Jan Stanisław Bury (born 1977) is a Polish political scientist and diplomat. Between 2018 and 2022 he served as an ambassador to Saudi Arabia.

== Life ==

=== Education ===
Jan Stanisław Bury was born in 1977. In 2002 he has earned his master's degree from the University of Warsaw, Faculty of Oriental Studies. In 2006 he defended there his Ph.D. thesis on criminal procedure in Medieval Arabic literature. He was also educated at the universities in Kuwait, Tunis, Oxford, and Nijmegen.

=== Career ===
He began his professional career in 2005 at the Polish Institute of International Affairs (PISM) as a Middle East analyst. Following his work at PISM, in 2008 he joined the academia.

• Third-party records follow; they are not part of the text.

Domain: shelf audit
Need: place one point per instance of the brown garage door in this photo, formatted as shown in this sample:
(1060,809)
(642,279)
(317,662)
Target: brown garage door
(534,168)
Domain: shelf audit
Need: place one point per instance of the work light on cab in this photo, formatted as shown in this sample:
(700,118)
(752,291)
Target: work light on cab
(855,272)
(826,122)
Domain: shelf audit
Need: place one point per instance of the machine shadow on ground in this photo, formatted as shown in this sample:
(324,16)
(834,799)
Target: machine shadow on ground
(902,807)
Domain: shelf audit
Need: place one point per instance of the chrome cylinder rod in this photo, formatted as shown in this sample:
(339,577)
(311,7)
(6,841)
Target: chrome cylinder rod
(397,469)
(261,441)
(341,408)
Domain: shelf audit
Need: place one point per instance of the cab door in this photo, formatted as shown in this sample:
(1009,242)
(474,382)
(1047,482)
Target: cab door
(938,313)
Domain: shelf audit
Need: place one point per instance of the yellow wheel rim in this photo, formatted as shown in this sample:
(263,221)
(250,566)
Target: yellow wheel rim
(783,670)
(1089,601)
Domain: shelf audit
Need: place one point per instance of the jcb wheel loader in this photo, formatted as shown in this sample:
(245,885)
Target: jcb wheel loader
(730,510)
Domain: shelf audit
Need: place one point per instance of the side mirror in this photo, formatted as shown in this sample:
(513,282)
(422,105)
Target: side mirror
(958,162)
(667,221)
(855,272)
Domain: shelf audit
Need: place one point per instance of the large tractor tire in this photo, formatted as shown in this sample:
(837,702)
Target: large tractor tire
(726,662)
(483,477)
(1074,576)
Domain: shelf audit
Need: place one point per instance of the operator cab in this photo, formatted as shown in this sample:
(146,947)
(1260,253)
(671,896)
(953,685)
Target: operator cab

Between 2008 and 2017 he was an assistant professor at the Institute of International Law, European Law and International Relations of the Faculty of Law and Administration of the Cardinal Stefan Wyszynski University in Warsaw. He has been giving lectures also at the University of Warsaw, Collegium Civitas and PISM Diplomatic Academy. As a researcher, he has published ca 100 publishes on international relations in the contemporary Arab World and international security.

In December 2017, Jan S. Bury was nominated Poland ambassador to Saudi Arabia. He was accredited also to Oman and Yemen. He ended his term on 31 May 2022.

He speaks English, Arabic, Spanish, Hebrew and Russian languages. He is married, with two children.

== Works ==

- Prawo karne islamu, Warszawa 2007 (with Jerzy W. Kasprzak).
- Polish codebreaking during the Russo-Polish war of 1919–1920, West Point 2004.
- The UN Iraq-Kuwait Observation Mission, London 2003.